ЛЕГЕНДЫ НИЖНЕГО ОЗЕРА

ВОШЬ

Вначале вождь был Арат. И жил он шесть сотен лет. Отличаясь большим могуществом чресел, имел он сорок жен, одна другой здоровей и ленивей. Сытые были бабы, да ладные оттого, что слыл Арат большим охотником и кормил он их от пуза. Однако не было ему довольства и хотелось пущего женства. Прослышал Арат, что по ту сторону Красной горы сидит на глыбе масляного туфа женщина, имя которой просто Мать. Что не делает она ничего никогда, только вшей у себя на голове давит, отчего в ней великая красота и сила женская за века скопилась. Что сыта она сама собой и ждет мужа нового себе, потому что старый был так велик и могуч, что в твердой земле утоп.
Пошел ее искать Арат и нашел, конечно. Встал внизу и сказал все, что хотел. «Хорошо, – она ему отвечает, – только ответь мне на одни вопрос. Кто ты такой, Арат?». А сама поймала вошь в голове и сдавила легонько. Чувствует вождь, что-то его душит. Понял что, и говорит ей: «Я вождь, я Арат». Она еще сдавила и снова спрашивает. Арату противиться легко, да думает он, скажу ей, что она хочет, дело скорей обделаю. И говорит: «Я вошь у тебя в пальцах». «Ах, ты вошь, – отвечает она, – а мне вошь не нужна, вшей я давлю». А как назвал себя богатырь вошью, тут сила его и пропала. Задавила его Мать тут же.
А вопрос ее был таким, в ответе на который ни правды, ни лжи быть не может, и некому на этот вопрос ответить, ведь сыта Мать сама собой, муж ей не нужен. Сидит она на глыбе масляного туфа и вшей давит.



ПОДВОДНЫЕ НЯНЬКИ

Теперь каждый придурок знает, что катаясь на лодке по Нижнему озеру, нельзя вглядываться в воду. Однако, естественно, были времена, когда мудрость эта оставалась человечеству недоступна.
Катались как-то несколько беззубых детей по озеру, и один самый маленький, никчемный да худой засмотрелся на солнечные блики на воде. И увидел он в объемных гулких глубинах огромные игрушки и изумительных ласковых женщин. Потянулся он к ним, перегнулся, плюхнулся в воду и погрузился на дно глубочайшего из озер.
Обступили его подводные няньки, зеленое солнце вверху наполнило тело томительным счастьем, и, забыв о своих товарищах, стал он метаться, как лягушонок среди добрых игрушек, а нежные женщины всячески угождали ему.
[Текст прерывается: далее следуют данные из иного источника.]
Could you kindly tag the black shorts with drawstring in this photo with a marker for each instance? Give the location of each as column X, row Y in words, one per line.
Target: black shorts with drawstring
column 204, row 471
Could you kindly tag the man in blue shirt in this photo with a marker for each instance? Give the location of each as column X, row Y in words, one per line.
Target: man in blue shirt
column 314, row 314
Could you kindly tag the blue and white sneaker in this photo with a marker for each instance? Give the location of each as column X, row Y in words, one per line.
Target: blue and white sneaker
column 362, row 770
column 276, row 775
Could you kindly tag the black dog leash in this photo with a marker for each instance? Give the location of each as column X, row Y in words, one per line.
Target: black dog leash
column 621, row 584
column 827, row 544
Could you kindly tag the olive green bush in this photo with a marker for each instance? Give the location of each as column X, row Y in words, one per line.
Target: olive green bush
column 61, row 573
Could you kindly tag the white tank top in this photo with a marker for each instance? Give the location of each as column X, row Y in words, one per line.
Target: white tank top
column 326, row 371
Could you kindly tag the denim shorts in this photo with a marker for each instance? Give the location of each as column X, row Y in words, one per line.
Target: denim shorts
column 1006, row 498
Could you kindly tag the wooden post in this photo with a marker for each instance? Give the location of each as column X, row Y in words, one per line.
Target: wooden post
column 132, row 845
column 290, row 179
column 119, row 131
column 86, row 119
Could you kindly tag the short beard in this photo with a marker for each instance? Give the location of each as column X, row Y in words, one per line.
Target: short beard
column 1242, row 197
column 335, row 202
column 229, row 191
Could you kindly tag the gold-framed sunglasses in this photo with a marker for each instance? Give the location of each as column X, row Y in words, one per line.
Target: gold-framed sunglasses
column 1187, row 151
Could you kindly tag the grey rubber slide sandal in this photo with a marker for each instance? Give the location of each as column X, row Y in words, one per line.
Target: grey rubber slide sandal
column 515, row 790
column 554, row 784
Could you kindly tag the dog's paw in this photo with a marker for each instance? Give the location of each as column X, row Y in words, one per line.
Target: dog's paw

Однако захотел он похвастать своим счастьем, и жалко ему стало детей, что остались на поверхности. Попросил он нянек, и они, закрутив лодку в пузырчатом водовороте, приняли в свой дом еще много его товарищей. Долго играли дети в лунном прохладном забвении почти-что болезненного счастья, но однажды поднял тот самый мальчик голову на луну и вспомнил, как вламывалась она, желтая и грубая, сквозь двери, и не было спасения от колючей соломы и мясного дыма, нельзя было не наесться и не уснуть, не было совершенным забытье, приходилось просыпаться и пить, и все было утомительным, звуки и запахи. Захотел мальчик покоя и забыться для всего своего рода. Попросил нянек. Круглая гора дала трещину, и верхнее озеро рухнуло на долину, смыв деревню, в которой когда-то жил мальчик. Мальчик увидел, как по песчаному дну бредут навстречу ему изумленные силуэты вытянутых взрослых, спокойных и прозрачных, как ливень. Они приветствовали и обнимали мальчика. Один мужчина посадил его на закорки. Мальчик подумал, что это его отец, однако не важной стала степень родства. Здесь, в текучем стекле, все были равно родными. Мальчик беззвучно захохотал, и глаза его, отражая рыб, вспыхнули еще раз. Он попросил такого счастья для всего мира. Вся вода, что ходит наверху, рухнула разом на землю и погребла все, что было на ней. Увидели это подводные няньки и страшно рассердились на мальчика, отобрали у него игрушки и прогнали от себя. Долго и мучительно брел он по дну мимо низких пучков растений, поднимая винтообразный песок. Но вот голова его показалась над поверхностью, он вдохнул воздух и, шатаясь, выполз на пребрежный ил, на новую и пустынную землю, где обречен был жить теперь в долгом одиночестве. Голова его закружилась, он лег, спрятавшись от злого солнца в тень выброшенной коряги. Не просыпался он от укусов крабов и не почувствовал, когда упала на него крестообразная тень разогнавшей крабов птицы, мухи покрыли его ноги, а ил на ступнях высох и стянул кожу. Мальчик не просыпался, и сон ему виделся полный красного, щекочущего, щиплющего, вопящего месива, которое было так безнадежно везде, что не хотелось шевелиться и пытаться прогнать.
Когда он наконец открыл глаза и поднял голову, то увидел спешащих к нему коротких и оранжевых людей. Впереди всех неслись чумазые дети, с которыми вместе он катался на лодке по Нижнему озеру.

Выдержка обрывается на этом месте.